Creating backup for virtual server quotaissueddomain.org ..
    Copying virtual server configuration ..
    .. done

    Copying records in DNS domain ..
    .. done

    Saving mail aliases ..
    .. done

    Saving mail and FTP users ..
    .. done

    Backing up mail and FTP user Cron jobs ..
    .. none to backup

    Backing up Dovecot control files ..
    .. none found

    Copying Apache virtual host configuration ..
    .. done

    Copying Webalizer configuration files ..
    .. done

    Copying Logrotate configuration ..
    .. done

    Dumping MySQL database quotaissueddomain_joomla ..
    .. dump failed! mysqldump: Got errno 122 on write


    Dumping MySQL database quotaissueddomain_tolim ..
    .. dump failed! mysqldump: Got errno 122 on write


    Copying Procmail and SpamAssassin configuration files ..
Failed to write to /home/quotaissueddomain/domains/quotaissuedsubdomain.org/.backup/quotaissuedsubdomain.org_spam_auto when closing : Disk quota exceeded at ../web-lib-funcs.pl line 1397.
    Deleting backups from local file /home/mybackupsfolder/backup-%Y-%m-%d older than 3 days ..
        Deleting directory /home/mybackupsfolder/backup-2015-01-18, which is 3 days old ..
        .. deleted 20.73 GB.

    .. deleted 1 old backups, and skipped 5 that were not old enough

Scheduled backup by root starts with that domain, and no backups of other domains are written in backup-2015-01-22 folder which is EMPTY as a result of one customer having quota exceeded !!!!

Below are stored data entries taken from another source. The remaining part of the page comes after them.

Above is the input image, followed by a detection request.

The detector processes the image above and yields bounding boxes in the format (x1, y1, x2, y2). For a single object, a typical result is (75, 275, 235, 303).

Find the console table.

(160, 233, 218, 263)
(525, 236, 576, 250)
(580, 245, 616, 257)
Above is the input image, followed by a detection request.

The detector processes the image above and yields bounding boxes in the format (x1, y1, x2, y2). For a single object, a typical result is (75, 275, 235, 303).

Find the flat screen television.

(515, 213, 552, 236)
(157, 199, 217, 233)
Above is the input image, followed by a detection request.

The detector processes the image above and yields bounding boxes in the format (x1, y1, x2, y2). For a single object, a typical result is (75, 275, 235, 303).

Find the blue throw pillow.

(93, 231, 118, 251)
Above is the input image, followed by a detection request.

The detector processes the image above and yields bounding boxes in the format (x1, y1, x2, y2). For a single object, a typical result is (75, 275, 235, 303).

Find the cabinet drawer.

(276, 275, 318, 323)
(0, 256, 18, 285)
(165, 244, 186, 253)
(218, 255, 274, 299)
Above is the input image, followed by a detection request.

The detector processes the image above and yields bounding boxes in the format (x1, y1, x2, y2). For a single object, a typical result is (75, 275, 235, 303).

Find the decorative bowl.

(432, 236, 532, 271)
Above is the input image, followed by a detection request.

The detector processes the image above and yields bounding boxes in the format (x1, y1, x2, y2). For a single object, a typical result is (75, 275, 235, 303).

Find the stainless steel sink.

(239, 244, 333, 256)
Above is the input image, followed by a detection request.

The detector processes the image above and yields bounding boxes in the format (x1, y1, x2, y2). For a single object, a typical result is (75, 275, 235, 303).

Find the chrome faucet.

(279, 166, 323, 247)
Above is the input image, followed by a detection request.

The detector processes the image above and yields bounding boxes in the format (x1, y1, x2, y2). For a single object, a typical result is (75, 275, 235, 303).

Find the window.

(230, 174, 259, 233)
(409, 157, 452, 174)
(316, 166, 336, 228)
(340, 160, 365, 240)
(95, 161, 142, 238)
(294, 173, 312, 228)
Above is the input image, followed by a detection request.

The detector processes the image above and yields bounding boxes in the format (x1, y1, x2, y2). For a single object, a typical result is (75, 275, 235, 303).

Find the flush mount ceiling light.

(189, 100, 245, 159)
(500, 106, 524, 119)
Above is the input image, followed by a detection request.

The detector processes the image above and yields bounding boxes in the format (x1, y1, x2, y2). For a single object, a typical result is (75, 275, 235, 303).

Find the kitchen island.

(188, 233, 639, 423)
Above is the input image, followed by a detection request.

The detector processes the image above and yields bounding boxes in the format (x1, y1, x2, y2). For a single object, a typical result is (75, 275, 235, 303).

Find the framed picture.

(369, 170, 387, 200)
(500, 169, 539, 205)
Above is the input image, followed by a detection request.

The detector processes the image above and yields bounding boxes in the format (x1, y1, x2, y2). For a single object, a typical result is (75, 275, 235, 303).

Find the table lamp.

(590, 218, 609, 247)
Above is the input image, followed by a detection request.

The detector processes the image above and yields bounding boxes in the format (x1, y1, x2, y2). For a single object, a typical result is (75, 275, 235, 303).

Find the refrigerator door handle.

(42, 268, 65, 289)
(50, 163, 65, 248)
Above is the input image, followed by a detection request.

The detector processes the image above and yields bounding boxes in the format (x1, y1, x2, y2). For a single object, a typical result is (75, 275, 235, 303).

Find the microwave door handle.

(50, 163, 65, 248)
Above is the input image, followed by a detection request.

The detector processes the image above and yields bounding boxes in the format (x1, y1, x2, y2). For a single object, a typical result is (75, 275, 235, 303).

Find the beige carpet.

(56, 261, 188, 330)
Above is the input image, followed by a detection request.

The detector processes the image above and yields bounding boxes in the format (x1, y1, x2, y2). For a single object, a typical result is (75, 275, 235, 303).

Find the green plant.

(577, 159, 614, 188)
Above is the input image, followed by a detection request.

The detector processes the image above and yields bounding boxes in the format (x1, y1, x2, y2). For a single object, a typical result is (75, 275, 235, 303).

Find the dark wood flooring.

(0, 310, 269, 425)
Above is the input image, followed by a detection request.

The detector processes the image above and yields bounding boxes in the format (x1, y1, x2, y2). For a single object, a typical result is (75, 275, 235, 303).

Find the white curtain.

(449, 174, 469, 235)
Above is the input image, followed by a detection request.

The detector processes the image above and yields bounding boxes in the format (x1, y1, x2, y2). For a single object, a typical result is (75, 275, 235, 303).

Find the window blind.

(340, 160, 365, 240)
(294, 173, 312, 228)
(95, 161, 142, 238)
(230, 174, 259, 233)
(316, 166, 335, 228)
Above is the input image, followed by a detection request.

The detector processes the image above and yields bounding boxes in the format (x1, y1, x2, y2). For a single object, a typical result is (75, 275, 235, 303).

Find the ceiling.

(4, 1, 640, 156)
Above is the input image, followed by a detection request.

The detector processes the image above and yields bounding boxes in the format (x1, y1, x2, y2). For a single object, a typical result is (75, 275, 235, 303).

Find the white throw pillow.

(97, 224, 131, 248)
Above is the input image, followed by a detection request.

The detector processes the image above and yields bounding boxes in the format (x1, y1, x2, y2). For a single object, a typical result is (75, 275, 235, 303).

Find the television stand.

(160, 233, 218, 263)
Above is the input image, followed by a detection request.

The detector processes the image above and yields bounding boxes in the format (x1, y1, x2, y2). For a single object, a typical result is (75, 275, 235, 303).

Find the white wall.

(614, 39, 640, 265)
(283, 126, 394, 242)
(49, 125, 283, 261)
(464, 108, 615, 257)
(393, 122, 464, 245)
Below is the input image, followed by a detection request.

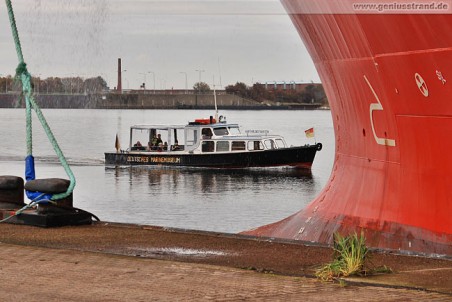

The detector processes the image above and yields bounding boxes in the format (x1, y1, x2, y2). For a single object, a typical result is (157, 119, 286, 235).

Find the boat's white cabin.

(127, 120, 288, 154)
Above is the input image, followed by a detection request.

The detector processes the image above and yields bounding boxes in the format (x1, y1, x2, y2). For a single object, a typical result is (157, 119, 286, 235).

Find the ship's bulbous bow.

(244, 0, 452, 255)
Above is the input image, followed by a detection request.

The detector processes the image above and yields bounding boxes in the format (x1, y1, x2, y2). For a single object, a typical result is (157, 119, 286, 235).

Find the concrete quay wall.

(0, 93, 265, 110)
(100, 93, 261, 109)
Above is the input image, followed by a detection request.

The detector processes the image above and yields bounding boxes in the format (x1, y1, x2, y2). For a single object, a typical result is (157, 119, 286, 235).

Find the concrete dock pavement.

(0, 222, 450, 301)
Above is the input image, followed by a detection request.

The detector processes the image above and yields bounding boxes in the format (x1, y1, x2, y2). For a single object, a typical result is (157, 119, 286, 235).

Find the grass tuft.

(315, 232, 370, 281)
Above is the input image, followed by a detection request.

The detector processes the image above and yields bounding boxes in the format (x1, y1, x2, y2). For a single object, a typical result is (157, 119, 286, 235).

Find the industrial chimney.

(117, 58, 122, 93)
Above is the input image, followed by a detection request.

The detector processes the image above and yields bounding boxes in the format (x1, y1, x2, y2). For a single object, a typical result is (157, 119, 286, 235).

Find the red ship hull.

(244, 1, 452, 255)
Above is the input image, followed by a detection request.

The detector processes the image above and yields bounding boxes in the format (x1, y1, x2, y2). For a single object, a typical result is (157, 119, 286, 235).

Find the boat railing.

(127, 145, 186, 153)
(131, 146, 146, 151)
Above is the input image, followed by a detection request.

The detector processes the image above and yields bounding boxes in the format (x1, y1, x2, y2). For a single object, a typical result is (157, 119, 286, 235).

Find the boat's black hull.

(105, 144, 321, 169)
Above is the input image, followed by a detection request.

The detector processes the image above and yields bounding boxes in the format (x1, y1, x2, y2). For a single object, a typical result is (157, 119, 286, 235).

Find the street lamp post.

(139, 71, 152, 93)
(160, 78, 167, 90)
(149, 71, 155, 94)
(180, 72, 188, 94)
(195, 69, 205, 83)
(123, 69, 129, 89)
(139, 72, 147, 91)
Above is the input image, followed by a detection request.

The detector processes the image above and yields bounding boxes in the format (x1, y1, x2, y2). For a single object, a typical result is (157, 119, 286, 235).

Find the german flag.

(305, 127, 315, 138)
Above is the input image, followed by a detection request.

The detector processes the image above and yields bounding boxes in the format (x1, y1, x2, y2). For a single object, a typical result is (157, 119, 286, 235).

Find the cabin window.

(248, 141, 263, 151)
(275, 139, 285, 148)
(216, 141, 230, 152)
(231, 141, 246, 151)
(186, 129, 198, 146)
(201, 128, 213, 139)
(131, 129, 151, 151)
(213, 127, 229, 136)
(202, 141, 215, 152)
(264, 139, 276, 149)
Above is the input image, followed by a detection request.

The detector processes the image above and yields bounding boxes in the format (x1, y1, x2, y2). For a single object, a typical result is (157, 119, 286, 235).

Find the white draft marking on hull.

(364, 75, 397, 147)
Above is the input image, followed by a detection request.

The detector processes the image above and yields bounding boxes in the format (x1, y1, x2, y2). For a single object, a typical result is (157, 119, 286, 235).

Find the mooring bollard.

(24, 178, 73, 213)
(0, 176, 25, 208)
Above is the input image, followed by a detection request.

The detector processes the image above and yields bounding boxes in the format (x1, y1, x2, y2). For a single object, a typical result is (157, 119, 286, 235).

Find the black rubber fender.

(316, 143, 323, 151)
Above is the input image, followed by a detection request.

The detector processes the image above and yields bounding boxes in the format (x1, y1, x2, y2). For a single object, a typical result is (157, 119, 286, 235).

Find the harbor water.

(0, 109, 334, 233)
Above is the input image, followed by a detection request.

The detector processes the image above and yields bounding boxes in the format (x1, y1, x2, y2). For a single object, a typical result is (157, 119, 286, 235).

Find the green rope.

(5, 0, 76, 200)
(0, 193, 50, 223)
(16, 63, 33, 155)
(5, 0, 24, 62)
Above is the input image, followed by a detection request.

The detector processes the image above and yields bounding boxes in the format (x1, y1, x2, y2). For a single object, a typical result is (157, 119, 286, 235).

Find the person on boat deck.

(132, 141, 146, 150)
(156, 134, 163, 145)
(133, 141, 144, 150)
(150, 134, 160, 150)
(202, 128, 213, 139)
(172, 140, 180, 151)
(163, 142, 168, 151)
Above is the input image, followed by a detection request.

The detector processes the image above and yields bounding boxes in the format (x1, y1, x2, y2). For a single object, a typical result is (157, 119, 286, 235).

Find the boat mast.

(213, 76, 218, 122)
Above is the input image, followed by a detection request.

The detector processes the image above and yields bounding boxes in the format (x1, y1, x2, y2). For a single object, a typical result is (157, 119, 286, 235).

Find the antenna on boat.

(217, 57, 223, 88)
(213, 75, 219, 123)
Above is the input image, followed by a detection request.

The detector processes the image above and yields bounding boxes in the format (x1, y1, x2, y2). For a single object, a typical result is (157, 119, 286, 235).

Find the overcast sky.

(0, 0, 320, 90)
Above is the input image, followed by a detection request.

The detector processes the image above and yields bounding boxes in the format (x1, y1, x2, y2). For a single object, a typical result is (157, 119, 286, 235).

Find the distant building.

(259, 81, 322, 93)
(126, 89, 226, 95)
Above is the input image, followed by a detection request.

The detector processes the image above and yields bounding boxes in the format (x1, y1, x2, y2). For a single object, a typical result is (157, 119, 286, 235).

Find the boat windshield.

(228, 127, 241, 135)
(275, 138, 286, 148)
(212, 126, 241, 136)
(213, 127, 228, 136)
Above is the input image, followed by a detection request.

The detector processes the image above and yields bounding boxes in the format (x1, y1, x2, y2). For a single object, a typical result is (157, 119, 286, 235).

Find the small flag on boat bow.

(115, 133, 120, 152)
(305, 127, 315, 138)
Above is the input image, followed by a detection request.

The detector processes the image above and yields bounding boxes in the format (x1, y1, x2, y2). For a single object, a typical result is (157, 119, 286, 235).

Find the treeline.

(225, 82, 327, 104)
(0, 76, 108, 94)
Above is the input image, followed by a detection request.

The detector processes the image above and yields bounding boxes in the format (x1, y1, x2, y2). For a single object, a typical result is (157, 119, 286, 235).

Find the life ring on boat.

(316, 143, 323, 151)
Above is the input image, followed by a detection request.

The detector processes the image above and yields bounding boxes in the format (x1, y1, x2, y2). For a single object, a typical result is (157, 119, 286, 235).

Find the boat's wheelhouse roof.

(185, 123, 239, 129)
(212, 134, 283, 140)
(130, 123, 240, 131)
(130, 124, 186, 131)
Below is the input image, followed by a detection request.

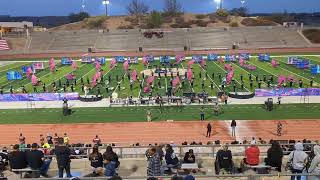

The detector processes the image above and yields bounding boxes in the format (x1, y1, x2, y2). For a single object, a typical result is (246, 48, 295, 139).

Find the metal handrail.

(4, 143, 315, 159)
(33, 173, 320, 180)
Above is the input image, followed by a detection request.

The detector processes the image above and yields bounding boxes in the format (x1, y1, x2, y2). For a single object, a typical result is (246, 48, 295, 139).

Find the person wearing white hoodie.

(288, 142, 308, 180)
(308, 144, 320, 180)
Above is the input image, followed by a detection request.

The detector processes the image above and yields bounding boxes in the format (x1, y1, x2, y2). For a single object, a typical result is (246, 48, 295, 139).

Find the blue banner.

(0, 93, 79, 102)
(255, 88, 320, 97)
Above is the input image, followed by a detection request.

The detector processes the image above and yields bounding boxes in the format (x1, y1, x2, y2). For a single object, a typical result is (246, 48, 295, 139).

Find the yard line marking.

(44, 63, 87, 89)
(231, 62, 267, 86)
(212, 61, 250, 92)
(197, 64, 221, 92)
(275, 58, 320, 84)
(181, 62, 194, 92)
(112, 65, 132, 95)
(0, 62, 30, 74)
(1, 65, 68, 88)
(22, 65, 72, 88)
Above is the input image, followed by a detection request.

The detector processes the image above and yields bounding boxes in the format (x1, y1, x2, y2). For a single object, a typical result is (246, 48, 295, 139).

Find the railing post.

(212, 145, 215, 158)
(120, 147, 123, 158)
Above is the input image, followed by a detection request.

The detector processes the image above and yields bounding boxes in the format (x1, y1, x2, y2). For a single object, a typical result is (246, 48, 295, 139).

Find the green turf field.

(0, 103, 319, 124)
(0, 55, 320, 98)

This is NOT OK. I don't care which solution you are choosing, but having Virtualmin Pro not being able to backup server at random days due to a customer exceeding quota could be considered as a vulnerability and should really be fixed with high priority. Thanks.

Looks like the only safe option here is for Virtualmin to not enforce quotas during backups, to prevent this kind of failure. I will update this ticket with progress on that change..

FYI, the next release will disable quotas completely temporarily during backups to avoid this issue.

I'm still having this issue in 4.15-2. Only with websites that go over quota. It leaves the backup files in the user's directory and when it fails it stops the entire scheduled backup.